The glowing sphere floated to the side, bouncing daintily in the air before steadying itself. It was beautiful, a manifestation of real magic, lighting what was quite literally our darkest hour. I was entranced. I watched as Marcus opened his eyes and took in what he had accomplished, his once ready smile tilting his lips and his green eyes widening at the thing he had created. His eyes danced to meet mine, the wattage dimming as he took in the sight of me in Devyn’s arms.
I bit my lip. I didn’t know what to say to him. It was my fault he was here. He would never have been in this situation if it were not for me.
“Thank you,” I offered softly into the half-light of the cell.
My defiance, my fear, all the myriad jumbled emotions of the evening drifted away as we sat there in the cell, lit by the otherworldly glow hovering in the air.
A moment later, we heard steps outside.
“Quench it,” Devyn hissed, and a startled Marcus looked up blankly at the light he had created and shook his head. Devyn had only supplied instructions on how to create it, not turn it off. Devyn lifted his hand and made a snatching grab at the air.

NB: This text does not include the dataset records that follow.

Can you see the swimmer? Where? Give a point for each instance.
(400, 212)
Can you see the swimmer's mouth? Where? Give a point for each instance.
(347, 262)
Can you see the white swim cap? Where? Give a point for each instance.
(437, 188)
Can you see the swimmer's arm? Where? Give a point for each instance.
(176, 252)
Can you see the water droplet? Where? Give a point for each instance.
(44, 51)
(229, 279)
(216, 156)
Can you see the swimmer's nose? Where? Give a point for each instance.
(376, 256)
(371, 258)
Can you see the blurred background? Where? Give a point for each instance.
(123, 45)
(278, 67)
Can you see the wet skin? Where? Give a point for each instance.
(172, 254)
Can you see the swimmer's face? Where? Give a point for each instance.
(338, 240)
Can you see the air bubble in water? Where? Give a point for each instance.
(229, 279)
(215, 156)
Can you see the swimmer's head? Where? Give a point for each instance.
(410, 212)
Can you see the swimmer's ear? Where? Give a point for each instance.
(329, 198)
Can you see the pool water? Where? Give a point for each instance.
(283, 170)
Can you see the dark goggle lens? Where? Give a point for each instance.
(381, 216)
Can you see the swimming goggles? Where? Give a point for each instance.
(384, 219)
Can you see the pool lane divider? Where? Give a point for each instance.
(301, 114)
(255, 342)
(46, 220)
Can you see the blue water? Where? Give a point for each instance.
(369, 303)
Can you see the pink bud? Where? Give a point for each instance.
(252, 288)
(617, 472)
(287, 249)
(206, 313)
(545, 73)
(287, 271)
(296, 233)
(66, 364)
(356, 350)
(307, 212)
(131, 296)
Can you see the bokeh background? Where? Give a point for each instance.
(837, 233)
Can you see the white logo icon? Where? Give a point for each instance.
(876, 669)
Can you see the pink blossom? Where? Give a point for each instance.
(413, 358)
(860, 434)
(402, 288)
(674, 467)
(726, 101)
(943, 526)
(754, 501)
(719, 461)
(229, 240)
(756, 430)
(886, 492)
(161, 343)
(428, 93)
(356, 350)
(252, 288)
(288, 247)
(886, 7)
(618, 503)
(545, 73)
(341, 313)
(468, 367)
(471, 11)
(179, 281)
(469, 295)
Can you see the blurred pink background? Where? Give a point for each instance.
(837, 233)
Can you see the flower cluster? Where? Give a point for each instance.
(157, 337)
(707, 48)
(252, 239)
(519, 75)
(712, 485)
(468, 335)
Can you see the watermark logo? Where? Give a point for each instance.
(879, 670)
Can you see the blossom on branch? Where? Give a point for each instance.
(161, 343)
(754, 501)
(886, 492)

As the lock started to turn in the door, Marcus took a step and closed his fist around the light, wincing as he did so.
“No,” Devyn exclaimed, too late. “In your mind. Not with your hand.”
The room was in utter darkness once more, but I could feel him shaking his head. I shuffled to one side so I would not be discovered in his embrace. Devyn was moving to face the new arrival anyway. I still felt bereft despite the mere inches between us.
The door opened to a guard arriving with our supper, which he placed on the floor. He backed out, but, realising that to do so would leave us in darkness, he hesitated. Unsure of what to do, he stood in the doorway.
“Go on then,” he said after a moment. “Eat.”
The three of us surveyed the tray with its water and gloopy-looking mystery stew. The meal of champions.
“I ain’t got all day,” he said, torn between wanting to leave and making sure we were fed as had probably been his command.
“Is there anything in it?” Marcus asked in his most cordial manner, as if he were enquiring about the subtleties of the sauce being served with his meal at one of the city’s most exclusive restaurants.
The sentinel looked at him in confusion.
“Why would there be anything in it? I was told to get you all something to eat. I got you something to eat. So bloody eat,” he gestured again at the tray.
“You purchased this yourself?” Marcus pursued. We already knew Devyn and I had been dosed, but so far Marcus had somehow been spared whatever they used to block powers.
“Look, mate. Eat, don’t eat. No skin off my nose,” he said brusquely. He obviously wanted to close the cell door and be gone, but it went against the grain to leave two of the city’s most celebrated and loved citizens to eat their cheap meal off the floor in the dark.
Marcus looked at me and shrugged. “Might as well take the chance. What difference does it make now?”
He was right. Even if the food was laced with drugs, we were going to be dead before the previous stuff we’d consumed wore off. Even if it had worn off, we would be bound and blind when we were taken into the arena and therefore unable to wield what little magic we had. Marcus only knew how to heal people and create – though not quench – small lights. The only magic I had ever seen Devyn use was defensive and seemed to be integral to his role as Griffin, protector, helping him to pass unnoticed in the background, sense when I was in danger, and that kind of thing.
He also made me feel safe, though maybe that particular talent wasn’t supernatural. Maybe that was just me. I had discovered that there was not a path he could tread where I would not follow. Those first times when he led me by the hand into his world, had he been using actual magic or had he just led and I simply followed? As for me, I could float away on a breeze, catch glimpses of the past, conjure up winds in a fit of pique, even rain down a storm given the right incentive; the only problem was I had no idea how I had done any of it.
At Devyn’s insistence, I had stopped taking the little pills which I now knew suppressed the magic which flowed in my veins. But Devyn and I had never got around to talking about it, and he had never instructed me on how to use it the way he had with Marcus earlier. Devyn was usually more concerned with calming me and constraining the manifestations I experienced, which usually popped up at the worst time possible. So no, my magic wasn’t going to help us any.
But as I picked up my bowl and lifted the spoon, I decided I wasn’t hungry enough to eat whatever this was after all. Marcus likewise failed to eat more than a spoonful. Devyn didn’t even pick it up. I guess he was unwilling to give up hope.
The guard’s footsteps hadn’t even faded when we heard him returning, this time with company: Matthias Dolon. Marcus’s face went blank as he registered his father’s unexpected appearance, his body entirely still. I had seen for myself how Matthias perceived the taint of Briton blood, a legacy of the marriage which sealed the treaty nearly 300 years ago. Now he had seen the evidence of how true that strain ran in his son’s veins. I couldn’t imagine having to face my mother now. I took a step towards Marcus, wanting to help him brace against the impending blow.